Après la mort du dernier Lenoncourt, la commende fut donnée à un laïque, Guy de Chaumont, seigneur de Guitry-Forêt, gentilhomme normand, châtelain de Condé, grand maître de la garde-robe du roi. Il ne la posséda que trois ans, de 1668 à 1671; il portait : D'argent fascé de gueules de huit pièces.

Il avait reçu 6,000 livres pour faire reconstruire les censes de Bouet et du Saulcy. Mais il omit d'employer cette somme à sa destination; aussi fut-il condamné par arrêt de 1669 à la remettre avec les intérêts, et à courir les risques de l'enchère pour la plus-value des frais de de reconstruction.
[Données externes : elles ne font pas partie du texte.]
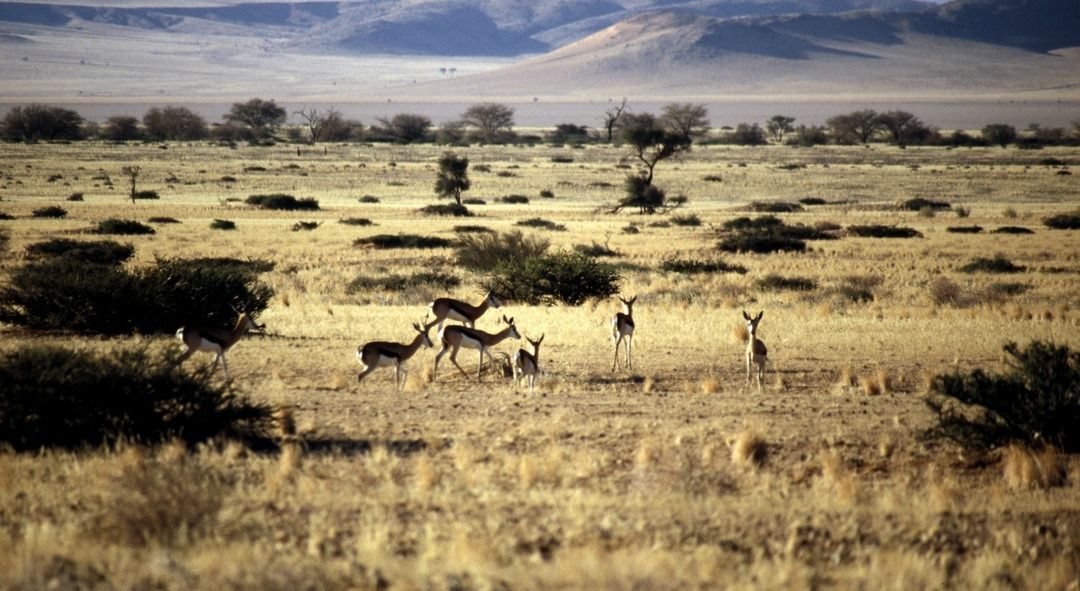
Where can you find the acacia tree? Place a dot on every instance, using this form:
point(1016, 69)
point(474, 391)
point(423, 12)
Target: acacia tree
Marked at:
point(261, 117)
point(490, 120)
point(778, 125)
point(453, 176)
point(686, 119)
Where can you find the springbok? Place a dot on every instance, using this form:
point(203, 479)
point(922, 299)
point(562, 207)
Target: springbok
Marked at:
point(527, 364)
point(456, 337)
point(380, 353)
point(216, 340)
point(756, 352)
point(622, 327)
point(455, 309)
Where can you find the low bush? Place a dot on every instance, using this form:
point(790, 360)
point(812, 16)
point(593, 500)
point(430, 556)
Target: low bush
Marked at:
point(1036, 401)
point(877, 230)
point(453, 210)
point(97, 252)
point(778, 283)
point(485, 252)
point(997, 265)
point(282, 201)
point(1063, 222)
point(403, 241)
point(697, 266)
point(567, 278)
point(51, 211)
point(65, 295)
point(541, 223)
point(70, 399)
point(129, 227)
point(355, 222)
point(400, 283)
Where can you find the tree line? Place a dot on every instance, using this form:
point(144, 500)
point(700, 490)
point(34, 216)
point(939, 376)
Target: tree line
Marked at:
point(260, 121)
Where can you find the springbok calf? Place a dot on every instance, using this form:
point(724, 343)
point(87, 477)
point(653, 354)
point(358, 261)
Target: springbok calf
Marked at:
point(527, 364)
point(455, 309)
point(456, 337)
point(622, 327)
point(380, 353)
point(756, 352)
point(216, 340)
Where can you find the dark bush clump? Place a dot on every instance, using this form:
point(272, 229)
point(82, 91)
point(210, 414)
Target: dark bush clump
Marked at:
point(1063, 222)
point(567, 278)
point(777, 283)
point(1012, 230)
point(446, 209)
point(129, 227)
point(97, 252)
point(877, 230)
point(68, 399)
point(52, 211)
point(281, 201)
point(997, 265)
point(61, 294)
point(400, 283)
point(541, 223)
point(403, 241)
point(1036, 402)
point(696, 266)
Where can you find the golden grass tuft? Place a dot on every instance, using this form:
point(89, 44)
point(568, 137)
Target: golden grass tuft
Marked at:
point(1027, 469)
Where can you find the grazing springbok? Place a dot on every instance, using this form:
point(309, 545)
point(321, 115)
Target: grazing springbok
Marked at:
point(381, 353)
point(622, 327)
point(455, 309)
point(527, 364)
point(756, 352)
point(456, 337)
point(216, 340)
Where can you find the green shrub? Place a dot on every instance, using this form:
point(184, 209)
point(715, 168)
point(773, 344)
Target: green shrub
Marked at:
point(126, 227)
point(282, 201)
point(52, 211)
point(97, 252)
point(877, 230)
point(696, 266)
point(446, 209)
point(400, 283)
point(997, 265)
point(541, 223)
point(1063, 222)
point(567, 278)
point(403, 241)
point(68, 399)
point(62, 294)
point(485, 252)
point(778, 283)
point(1036, 401)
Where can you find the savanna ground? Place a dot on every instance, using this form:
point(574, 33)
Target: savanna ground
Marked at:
point(599, 479)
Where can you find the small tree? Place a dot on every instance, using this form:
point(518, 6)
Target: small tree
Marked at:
point(490, 120)
point(261, 117)
point(453, 176)
point(778, 125)
point(1000, 134)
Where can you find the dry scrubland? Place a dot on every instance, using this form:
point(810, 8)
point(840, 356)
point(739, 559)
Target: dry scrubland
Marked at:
point(676, 477)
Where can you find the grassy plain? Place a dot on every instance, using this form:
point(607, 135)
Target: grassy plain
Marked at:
point(598, 480)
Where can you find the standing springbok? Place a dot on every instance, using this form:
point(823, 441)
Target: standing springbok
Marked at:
point(380, 353)
point(622, 327)
point(455, 309)
point(456, 337)
point(527, 364)
point(756, 352)
point(216, 340)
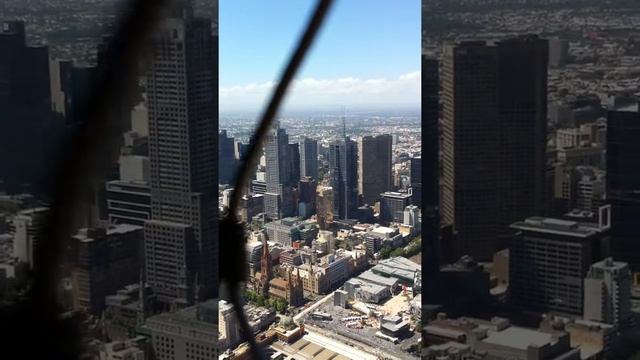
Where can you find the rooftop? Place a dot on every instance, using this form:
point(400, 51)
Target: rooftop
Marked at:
point(519, 338)
point(557, 227)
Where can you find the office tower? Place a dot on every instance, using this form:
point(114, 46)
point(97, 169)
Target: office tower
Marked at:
point(415, 175)
point(412, 216)
point(306, 197)
point(548, 261)
point(494, 141)
point(392, 205)
point(425, 179)
point(129, 198)
point(258, 187)
point(103, 262)
point(181, 239)
point(228, 326)
point(374, 167)
point(279, 194)
point(324, 206)
point(589, 188)
point(623, 184)
point(27, 227)
point(81, 80)
point(190, 333)
point(265, 268)
point(558, 52)
point(294, 162)
point(27, 136)
point(309, 158)
point(59, 71)
point(607, 293)
point(240, 150)
point(226, 158)
point(343, 171)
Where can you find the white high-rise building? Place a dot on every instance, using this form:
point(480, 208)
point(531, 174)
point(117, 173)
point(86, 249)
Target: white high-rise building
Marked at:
point(227, 325)
point(412, 216)
point(181, 239)
point(607, 293)
point(27, 225)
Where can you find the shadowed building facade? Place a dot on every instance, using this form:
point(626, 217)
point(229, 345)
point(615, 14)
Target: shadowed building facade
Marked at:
point(181, 242)
point(494, 140)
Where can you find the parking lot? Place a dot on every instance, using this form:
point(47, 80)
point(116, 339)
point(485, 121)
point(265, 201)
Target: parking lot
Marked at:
point(367, 333)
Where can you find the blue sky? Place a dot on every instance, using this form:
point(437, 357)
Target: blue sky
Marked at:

Comme il ne s'était point encore exécuté, lorsque l'abbaye ne fut plus entre ses mains, la folle enchère fut dénoncée et publiée contre son successeur comme détenteur de la manse abbatiale.

Un concordat fut fait entre Loup de Chaumont-Guitry et l'abbaye stipulant, que chacun aurait son lot et que le troisième serait à l'abbé moyennant une subvention convenue pour les charges de l'abbaye; il fut en outre convenu, en ce qui concerne les forêts de France et de Lor

raine (sic), que l'exploitation en serait faite en commun sur la base des droits de chacun.

Les charges du troisième lot, attribué ordinairement à l'abbé, étaient: les grosses réparations des bâtiments, l'entretien de l'église et des objets du culte, une pension de 200 livres à chaque religieux gradué, l'entretien du fonds de l'aumône et de l'hospitalité, de la bibliothèque et de l'infirmerie, les fondations de toutes sortes et beaucoup d'autres charges qui ne sont pas ici énumérées et dont les fermiers ou ayants-cause de l'abbé ne s'acquittaient point ou le faisaient de mauvaise grâce; aussi, sous chaque abbé, y avait-il des conventions nouvelles, qui ne s'exécutaient pas mieux que les précédentes.

Henri-Félix de Villars, frère du maréchal de ce nom, succéda à M. de Guitry, en 1671. Il était procureur général du clergé de France auprès de la cour pontificale.

Il mourut à Rome en 1690; il portait :

D'azur à trois molettes d'or au chef d'argent chargé d'un lion passant de gueules.

L'abbé de Villars ne s'en tint point au concordat fait par son prédécesseur.

Un nouveau partage fut fait en 1673. Les biens de l'abbaye furent bien divisés en trois lots; mais le troisième. lot, au lieu d'être. laissé entre les mains de l'abbé commendataire, aux charges de droit, fut mis en sequestre pour les revenus en être employés à leur véritable destination.

Quant aux forêts, elles continuèrent à rester en commun, mais le titre de contrôleur de la gruerie devait appartenir à l'un des religieux qui aurait la garde du marteau aux armes de l'abbé; ce marteau devait être renfermé dans un coffre à trois clefs.